From Lab Notebook to Term Sheet: A Graduate Student’s Journey in University IP and Startups

Graduate education typically emphasizes experiments and papers, but along the way students routinely generate insights that could live on as patents, products, and startups. This talk is designed to help you view your own research through an inventor’s lens and understand how to move ideas along the university intellectual property (IP) pathway.

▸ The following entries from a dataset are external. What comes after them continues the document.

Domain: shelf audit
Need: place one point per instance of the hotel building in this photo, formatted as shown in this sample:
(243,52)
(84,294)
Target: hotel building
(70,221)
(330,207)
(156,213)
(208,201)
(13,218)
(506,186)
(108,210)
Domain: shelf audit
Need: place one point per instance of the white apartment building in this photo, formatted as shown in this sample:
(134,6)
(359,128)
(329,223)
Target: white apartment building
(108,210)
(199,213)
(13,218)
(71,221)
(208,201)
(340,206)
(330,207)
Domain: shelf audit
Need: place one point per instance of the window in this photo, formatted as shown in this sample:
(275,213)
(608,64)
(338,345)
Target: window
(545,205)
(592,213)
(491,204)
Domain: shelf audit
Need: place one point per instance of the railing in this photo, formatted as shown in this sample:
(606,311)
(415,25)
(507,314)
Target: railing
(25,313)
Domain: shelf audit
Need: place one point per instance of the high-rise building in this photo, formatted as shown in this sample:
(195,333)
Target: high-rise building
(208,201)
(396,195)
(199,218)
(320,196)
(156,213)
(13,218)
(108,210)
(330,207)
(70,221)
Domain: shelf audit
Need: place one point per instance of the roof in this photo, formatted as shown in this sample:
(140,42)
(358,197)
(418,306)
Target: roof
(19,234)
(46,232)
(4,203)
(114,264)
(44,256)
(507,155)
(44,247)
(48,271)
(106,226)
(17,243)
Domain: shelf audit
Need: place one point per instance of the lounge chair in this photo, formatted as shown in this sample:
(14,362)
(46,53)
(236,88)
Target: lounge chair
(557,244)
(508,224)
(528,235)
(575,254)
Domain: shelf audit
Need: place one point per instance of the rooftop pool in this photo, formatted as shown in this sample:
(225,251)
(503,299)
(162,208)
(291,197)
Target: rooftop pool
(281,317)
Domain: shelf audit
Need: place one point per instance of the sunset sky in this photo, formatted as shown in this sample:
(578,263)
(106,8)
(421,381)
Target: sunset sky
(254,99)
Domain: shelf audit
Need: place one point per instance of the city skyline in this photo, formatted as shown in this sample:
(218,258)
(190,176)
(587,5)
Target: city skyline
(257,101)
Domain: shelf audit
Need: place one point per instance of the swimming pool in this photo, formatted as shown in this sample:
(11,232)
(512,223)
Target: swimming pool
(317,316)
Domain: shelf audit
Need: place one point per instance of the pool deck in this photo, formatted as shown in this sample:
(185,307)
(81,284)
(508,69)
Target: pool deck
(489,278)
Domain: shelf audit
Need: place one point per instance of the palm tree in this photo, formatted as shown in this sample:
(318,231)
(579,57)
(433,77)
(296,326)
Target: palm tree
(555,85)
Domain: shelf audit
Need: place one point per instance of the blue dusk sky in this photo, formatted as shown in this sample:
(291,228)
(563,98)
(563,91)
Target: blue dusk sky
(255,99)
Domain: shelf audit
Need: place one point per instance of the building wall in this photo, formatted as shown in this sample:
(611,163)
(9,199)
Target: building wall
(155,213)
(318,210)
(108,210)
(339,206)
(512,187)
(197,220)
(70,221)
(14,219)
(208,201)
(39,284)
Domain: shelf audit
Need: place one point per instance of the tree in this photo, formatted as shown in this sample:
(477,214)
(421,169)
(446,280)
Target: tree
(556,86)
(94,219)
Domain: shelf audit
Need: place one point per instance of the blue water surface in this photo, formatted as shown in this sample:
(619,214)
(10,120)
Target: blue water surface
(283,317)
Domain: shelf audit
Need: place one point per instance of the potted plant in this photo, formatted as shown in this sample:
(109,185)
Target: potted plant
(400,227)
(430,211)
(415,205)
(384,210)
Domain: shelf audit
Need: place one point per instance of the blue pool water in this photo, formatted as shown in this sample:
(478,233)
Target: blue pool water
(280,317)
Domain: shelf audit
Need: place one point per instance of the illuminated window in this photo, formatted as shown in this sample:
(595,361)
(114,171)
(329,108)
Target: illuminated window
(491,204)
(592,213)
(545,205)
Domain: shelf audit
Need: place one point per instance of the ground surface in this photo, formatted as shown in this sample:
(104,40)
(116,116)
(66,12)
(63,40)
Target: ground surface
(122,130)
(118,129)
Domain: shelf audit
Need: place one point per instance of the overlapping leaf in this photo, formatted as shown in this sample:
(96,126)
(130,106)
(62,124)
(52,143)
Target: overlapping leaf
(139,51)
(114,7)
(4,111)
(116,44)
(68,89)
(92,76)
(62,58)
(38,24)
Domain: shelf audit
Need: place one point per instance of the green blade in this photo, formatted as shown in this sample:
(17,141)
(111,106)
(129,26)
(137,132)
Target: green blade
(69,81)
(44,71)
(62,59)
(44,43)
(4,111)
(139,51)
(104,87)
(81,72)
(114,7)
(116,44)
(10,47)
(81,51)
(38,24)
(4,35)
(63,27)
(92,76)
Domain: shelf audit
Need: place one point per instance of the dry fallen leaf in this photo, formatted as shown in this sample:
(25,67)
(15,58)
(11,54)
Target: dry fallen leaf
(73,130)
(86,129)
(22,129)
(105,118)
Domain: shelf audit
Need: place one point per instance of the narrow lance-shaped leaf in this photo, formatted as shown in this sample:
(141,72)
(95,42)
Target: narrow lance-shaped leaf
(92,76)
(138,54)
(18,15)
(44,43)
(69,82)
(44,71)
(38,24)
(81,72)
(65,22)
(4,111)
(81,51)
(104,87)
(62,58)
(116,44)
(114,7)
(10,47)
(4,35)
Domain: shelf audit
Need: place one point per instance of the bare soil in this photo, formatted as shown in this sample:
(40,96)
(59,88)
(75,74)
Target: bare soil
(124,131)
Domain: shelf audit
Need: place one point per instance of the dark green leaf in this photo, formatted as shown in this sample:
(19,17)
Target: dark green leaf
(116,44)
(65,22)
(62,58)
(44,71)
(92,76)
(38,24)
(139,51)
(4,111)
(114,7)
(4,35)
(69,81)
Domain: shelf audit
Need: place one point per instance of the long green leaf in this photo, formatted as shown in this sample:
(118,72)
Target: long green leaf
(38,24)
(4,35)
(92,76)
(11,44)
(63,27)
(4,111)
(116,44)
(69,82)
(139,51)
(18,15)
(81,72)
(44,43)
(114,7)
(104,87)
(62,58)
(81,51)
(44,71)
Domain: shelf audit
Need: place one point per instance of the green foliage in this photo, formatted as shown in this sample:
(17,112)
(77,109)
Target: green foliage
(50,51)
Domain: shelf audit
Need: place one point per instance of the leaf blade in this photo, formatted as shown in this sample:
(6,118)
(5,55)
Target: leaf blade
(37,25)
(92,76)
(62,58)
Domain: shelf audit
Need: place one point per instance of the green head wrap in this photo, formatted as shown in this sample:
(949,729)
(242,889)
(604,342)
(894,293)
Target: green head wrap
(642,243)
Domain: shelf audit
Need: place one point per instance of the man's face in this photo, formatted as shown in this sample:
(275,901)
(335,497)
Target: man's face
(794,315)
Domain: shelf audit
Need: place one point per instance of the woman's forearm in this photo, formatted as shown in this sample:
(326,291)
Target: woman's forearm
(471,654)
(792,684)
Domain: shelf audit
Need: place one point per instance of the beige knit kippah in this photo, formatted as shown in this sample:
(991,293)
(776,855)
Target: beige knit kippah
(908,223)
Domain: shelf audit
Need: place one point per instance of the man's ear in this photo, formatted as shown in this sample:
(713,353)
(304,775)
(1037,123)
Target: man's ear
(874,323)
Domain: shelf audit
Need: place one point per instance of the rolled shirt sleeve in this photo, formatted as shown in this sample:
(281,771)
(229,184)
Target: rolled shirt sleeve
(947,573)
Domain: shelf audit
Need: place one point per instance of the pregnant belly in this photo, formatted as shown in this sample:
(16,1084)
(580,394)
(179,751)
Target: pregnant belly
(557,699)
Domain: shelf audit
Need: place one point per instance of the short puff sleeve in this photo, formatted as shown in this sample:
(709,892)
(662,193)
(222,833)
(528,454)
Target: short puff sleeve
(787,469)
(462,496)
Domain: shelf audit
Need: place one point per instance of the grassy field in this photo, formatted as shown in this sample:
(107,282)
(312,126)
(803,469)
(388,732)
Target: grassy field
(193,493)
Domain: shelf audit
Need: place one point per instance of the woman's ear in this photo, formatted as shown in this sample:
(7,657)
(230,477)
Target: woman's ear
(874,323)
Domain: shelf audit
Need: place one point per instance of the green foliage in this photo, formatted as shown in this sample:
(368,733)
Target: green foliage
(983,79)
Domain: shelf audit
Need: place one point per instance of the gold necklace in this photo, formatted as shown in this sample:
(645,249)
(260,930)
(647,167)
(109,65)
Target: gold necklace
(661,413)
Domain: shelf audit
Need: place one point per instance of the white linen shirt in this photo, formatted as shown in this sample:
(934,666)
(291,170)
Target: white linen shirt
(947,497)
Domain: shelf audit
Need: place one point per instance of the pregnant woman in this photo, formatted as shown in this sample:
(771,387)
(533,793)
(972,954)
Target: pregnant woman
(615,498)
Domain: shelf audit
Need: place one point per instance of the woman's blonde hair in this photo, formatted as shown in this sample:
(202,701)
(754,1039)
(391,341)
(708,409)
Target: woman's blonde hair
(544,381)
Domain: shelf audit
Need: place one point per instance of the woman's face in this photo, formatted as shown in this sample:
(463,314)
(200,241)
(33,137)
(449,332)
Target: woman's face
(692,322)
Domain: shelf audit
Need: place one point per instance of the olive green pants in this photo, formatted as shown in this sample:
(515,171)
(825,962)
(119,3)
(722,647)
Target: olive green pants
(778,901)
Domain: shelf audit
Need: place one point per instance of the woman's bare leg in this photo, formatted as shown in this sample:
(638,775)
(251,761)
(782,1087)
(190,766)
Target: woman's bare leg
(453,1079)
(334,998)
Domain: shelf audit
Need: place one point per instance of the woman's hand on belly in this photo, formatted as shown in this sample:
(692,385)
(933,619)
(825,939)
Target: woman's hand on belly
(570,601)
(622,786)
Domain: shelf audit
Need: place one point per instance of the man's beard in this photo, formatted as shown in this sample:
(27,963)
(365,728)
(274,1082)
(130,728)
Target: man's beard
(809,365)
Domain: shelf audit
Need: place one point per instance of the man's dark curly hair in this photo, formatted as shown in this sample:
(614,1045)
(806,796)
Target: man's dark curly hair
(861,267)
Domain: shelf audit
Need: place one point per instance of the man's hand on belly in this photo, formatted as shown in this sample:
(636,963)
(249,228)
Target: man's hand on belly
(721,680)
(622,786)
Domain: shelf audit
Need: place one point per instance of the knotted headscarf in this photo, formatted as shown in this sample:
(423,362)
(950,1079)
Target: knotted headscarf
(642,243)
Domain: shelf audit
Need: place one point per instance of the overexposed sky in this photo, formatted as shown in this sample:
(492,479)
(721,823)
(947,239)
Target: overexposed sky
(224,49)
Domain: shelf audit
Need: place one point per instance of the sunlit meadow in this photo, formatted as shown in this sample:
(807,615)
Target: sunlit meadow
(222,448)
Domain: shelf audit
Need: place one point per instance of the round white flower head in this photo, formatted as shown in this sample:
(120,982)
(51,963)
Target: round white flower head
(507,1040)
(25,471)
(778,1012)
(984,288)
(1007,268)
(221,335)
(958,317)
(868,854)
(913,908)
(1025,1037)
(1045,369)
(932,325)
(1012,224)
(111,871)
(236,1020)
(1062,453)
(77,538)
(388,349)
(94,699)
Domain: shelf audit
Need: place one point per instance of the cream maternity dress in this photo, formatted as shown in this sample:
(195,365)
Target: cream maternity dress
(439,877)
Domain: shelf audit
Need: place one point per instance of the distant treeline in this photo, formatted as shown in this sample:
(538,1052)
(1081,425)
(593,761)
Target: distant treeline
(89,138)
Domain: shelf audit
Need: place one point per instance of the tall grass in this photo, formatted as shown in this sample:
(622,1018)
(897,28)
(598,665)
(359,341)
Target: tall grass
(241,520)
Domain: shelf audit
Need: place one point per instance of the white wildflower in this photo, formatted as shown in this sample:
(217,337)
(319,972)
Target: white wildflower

At Colorado State University, a robust technology-transfer ecosystem has yielded hundreds of patents and more than 90 startups. Within that environment, graduate student and founder Lucas Loetscher will describe how his waste-to-energy research progressed from thesis work to patent protection and an active commercial venture.
 
The session will equip students with practical tools for developing IP in their own fields, clarify how IP-focused work differs from typical academic outputs, and illustrate how collaborative teams of scientists, engineers, business professionals, and tech-transfer staff move ideas from “big problem” to disclosure, protection, licensing, and startup formation. Students will leave with concrete strategies for recognizing “invention moments” in their research and engaging with university IP resources.
Portrait of man in blue shirt.

Biography

Lucas Loetscher
CEO, Fluent Renewables Inc.

Lucas Loetscher is the founder and CEO of Fluent Renewables Inc.; a Colorado State University spinout built around his master’s and Ph.D. research in Civil and Environmental Engineering. His work focuses on converting heterogeneous agricultural and municipal solid waste into renewable fuels and chemicals. He helped develop and patent a high-solids digestion platform (demonstrated at the 30,000-liter scale), in collaboration with NREL, a novel carboxylic acid extraction technology for renewable chemicals, and now leads Fluent’s effort to deliver a commercial-scale organics recovery and renewable natural gas project at Colorado’s largest composting facility. His work at CSU and Fluent has attracted competitive federal support, including funding from the U.S. Department of Energy’s ARPA-E program, and has fostered international collaborations with technology providers and bioenergy developers.